4) O dogmatismo normativo de Kelsen: construiu sua base teórica desprovendo o direito de qualquer relação com as demais “ciências”. Sua preocupação é construir uma ciência do Direito dentro de um objeto puro, livre de qualquer contaminação ideológica, política, econômica, dentre outros. Fundamentalmente, esta não relação visava limpar as impurezas do Direito, cujo objeto principal daquele é a NORMA. Porém, caracteriza-se pela atitude acrítica diante do objeto em que deposita crença.

No egologismo existencial de Cossio (MARQUES NETO: 2001) que considera o fundamento do Direito não na norma, nem no valor, nem no fato, mas na conduta humana, considerada em sua intersubjetividade.

Por fim, mas não menos importante, consideremos outras correntes no pensamento jurídico que ampliam o leque para discussão quanto a ciência do direito. Estas correntes “heterodoxas”, digamos assim, tais como o materialismo histórico, que considera o Direito ligado à estrutura de produção, condicionado em sociedade de classe, consagrando os interesses da classe dominante.

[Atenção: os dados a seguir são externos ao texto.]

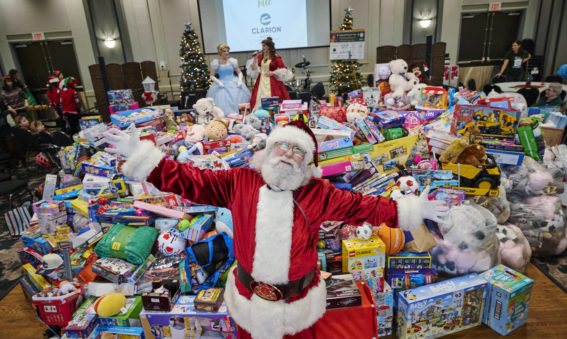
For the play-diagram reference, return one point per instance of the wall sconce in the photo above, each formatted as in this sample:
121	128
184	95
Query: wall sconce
109	42
425	23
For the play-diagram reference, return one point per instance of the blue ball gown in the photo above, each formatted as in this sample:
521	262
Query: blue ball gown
229	96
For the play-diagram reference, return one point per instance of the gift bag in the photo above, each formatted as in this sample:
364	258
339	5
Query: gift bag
18	220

Assim, o Direito como produto do Estado é, pela classe dominante, seu arauto, onde “O Direito só existe no interior da sociedade. Ela é a chave para procurarmos a explicação não só dos fenômenos produzidos, como da própria lógica que rege essa produção, tornando-a inteligível” (MARQUES NETO: 2001, p. 110).

O Direito no Brasil também ganha sua vertente, inspirado nas ideias e ideais de Miguel Real cujo pensamento se transmuta em um tridimensionalismo jurídico. Tal teoria parte do pressuposto que o Direito possui como dinâmica a interação entre os aspectos histórico-social, axiológico e normativo, superando, em tese, desta forma o pensamento os empiristas e idealistas, contraindo-se em uma fusão dialética quando aborda a questão do fenômeno jurídico. “A contribuição de MIGUEL REALE é importante tanto para a epistemologia quanto para a filosofia jurídica” (MARQUES NETO: 2001, p. 117).

Consagra-se, ao fim, Marques Neto pelo seu objeto de estudo, informando-nos que é o fenômeno jurídico a partir do método dialético e fora do campo empirista/positiva/normativista. É aquele que se transforma, gestado no interior do espaço-tempo social (MARQUES NETO: 2001, p. 122) que define as relações humanas. Não é dissociado, único, ímpar, sem conexões, muito pelo contrário. O Direito, como ciência, como fato epistemológico não pode, em tempo algum, ser exclusivo, mas ligado as questões político, econômico, moral, artístico, religioso (MARQUES NETO: 2001, p. 122) e por aí vai. Sem o fenômeno jurídico o cientista do Direito não poderá trabalhar. Por isso, Marques Neto (2001) coloca o seu objeto (fenômeno jurídico) como, “em princípio, passível de constituir o objeto do estudo da ciência do Direito” (MARQUES NETO: 2001, p. 123). Isoladamente, o fenômeno jurídico não é ciência, logo, não é Direito, vice-versa.

Conclusão

Marques Neto (2001) nos fornece um vasto material para compreendermos o que é Direito. Diferentemente de outras correntes do pensamento filosófico jurídico, Marques Neto (op. cit.) estabelece que o fenômeno jurídico é imprescindível para entender o Direito, sem aquele, este não pode ser considerado como “ciência”. O cientista do direito não pode se ser isento, muito menos, a Ciência do Direito poderá se abster da realidade social, independentemente do seu método e objeto. É portanto que a teoria é e sempre será um edifício em construção cujo resultado final não será acabado, finalizado, absolutas, mas aproximadas e ratificáveis (MARQUES NETO: 2001).

O Direito em seu objeto e método não pode se fechar às outras ciências, assim como imaginada Kelsen; não pode se concentrar apenas nas relações positivistas e nas ações positivadas; o Direito não é o natural, vindo, prescindido antes para as normas, tal como imaginava Radbruch; o Direito é movimento e, dentro desta dinâmica, não se encontra isolado das artes, da moda, da rua, da religião. Não se pode imaginar o Direito oriundo apenas do Estado em seu sistema perfeito à imagem de Noberto Bobbio.

Não! Para saber o que é Direito, não podemos fechar janelas e portas do conhecimento, muito menos colocar o Direito em uma redoma onde o positivismo dará resposta para todas as lutas: de classe, social, histórica, econômica, enfim, todas as modalidades de embates entre o método e o objeto de observação do cientista do Direito.